In the search for habitable extrasolar planets, the ability to separate and detect the dim planet's light from its much brighter host star is paramount. The inherent polarization properties of optical systems can lead to small but significant deviations from ideal imaging behavior, possibly hindering the ability of that system to detect exoplanets. In this work, the polarization aberrations in a telescope/coronagraph optical system are modeled with polarization ray tracing software. The effect of these polarization aberrations on the coronagraph's ability to suppress on-axis starlight is analyzed, and an algorithm for mitigation of some of the polarization aberrations is provided. This dissertation lays the foundation for modeling and analyzing polarization aberrations in telescope/coronagraph systems and shows that, in the absence of adaptive optics, both isotropic and anisotropic polarization aberrations degrade a coronagraph's ability to suppress starlight.
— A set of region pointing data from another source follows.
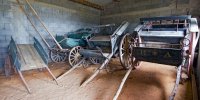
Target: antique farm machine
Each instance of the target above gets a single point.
(164, 40)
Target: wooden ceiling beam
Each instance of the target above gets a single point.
(87, 3)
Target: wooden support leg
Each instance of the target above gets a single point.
(122, 83)
(52, 75)
(178, 78)
(73, 68)
(23, 80)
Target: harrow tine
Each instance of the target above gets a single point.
(97, 71)
(178, 78)
(74, 67)
(122, 83)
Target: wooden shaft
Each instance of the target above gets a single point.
(74, 67)
(23, 80)
(51, 74)
(33, 10)
(122, 83)
(28, 17)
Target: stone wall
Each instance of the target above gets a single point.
(132, 10)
The contrast is a measure of on-axis starlight suppression. With isotropic polarization aberrations, the contrast is degraded by two orders of magnitude relative to the ideal, polarization aberration-free case. Anisotropy modeled on the primary mirror further degraded the contrast by two orders of magnitude relative to the isotropic case. Modeling polarization aberrations shows how coatings negatively affect the possible contrast of a coronagraph.